L'inspectrice Kong Ling a donné sa démission. Elle doit partir pour sa Chine natale dans deux semaines. Mais son patron, André Reynaz, chef de la brigade criminelle, lui a demandé instamment de s'occuper d'un meurtre inouï commis sur la personne de Marius Chollet:
Cinquante-huit ans. Professeur ordinaire d'informatique à l'École polytechnique fédérale de Lausanne.
La victime a en effet reçu cent huit coups de burin. Le patron a besoin de quelqu'un d'efficace et de têtu, qui lui obtiendra des résultats rapidement et sans chichi. Elle accepte.
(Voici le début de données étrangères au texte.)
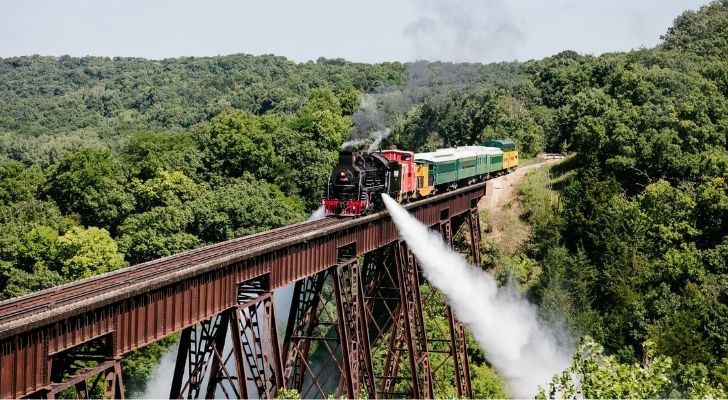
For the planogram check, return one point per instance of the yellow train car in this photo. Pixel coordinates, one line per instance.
(510, 154)
(425, 184)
Il ne sait pas à quel point elle est la bonne personne, car, pour sûr, le nombre de cent huit lui parle:
De mémoire, Ling pouvait énumérer une douzaine d'exemples, tant dans la littérature et les arts martiaux que dans les coutumes bouddhistes et taoïstes de son pays natal.
Le patron lui donne toutefois un assistant pour l'épauler, l'appointé Nicostratus (sic) Braga. Malgré qu'elle en ait, elle finit par accepter qu'il soit en quelque sorte son ange gardien, ce qui, l'histoire le dira, était une bonne condition pour qu'elle mène l'enquête à son terme.
Commence alors une série de meurtres aussi cruels les uns que les autres. Seule Ling est à même de faire le lien entre eux. Car le tueur s'inspire de mythes bouddhistes, en particulier la symbolique des supplices de Naraka, un des six mondes de cette cosmologie orientale.
Ce monde comprend huit Enfers chauds. Chacun des meurtres commis semble l'illustration d'un de ces enfers. L'expression supplice chinois signifie au sens propre une technique de torture particulièrement cruelle. C'est bien le cas dans la commission de tous ces meurtres.
Le lecteur attentif remarquera qu'un personnage, que l'auteur désigne par l'acolyte, apparaît tout au long de ce récit infernal, croise les protagonistes et ponctue ses apparitions de citations bouddhistes du meilleur effet, tel que celui-ci qui sera, hélas, souvent de circonstance:
Toute chose créée meurt. Celui qui le comprend deviendra passif à la douleur. Ceci est la Voie de la Purification.
Le récit se déroule en divers lieux de Lausanne, la plus petite des grandes villes de Suisse, que ses familiers reconnaîtront mais qui prendra des couleurs auxquelles ils ne s'attendent pas: Même une bonne personne confondra le Bien et le Mal tant que ceux-ci n'auront pas mûri.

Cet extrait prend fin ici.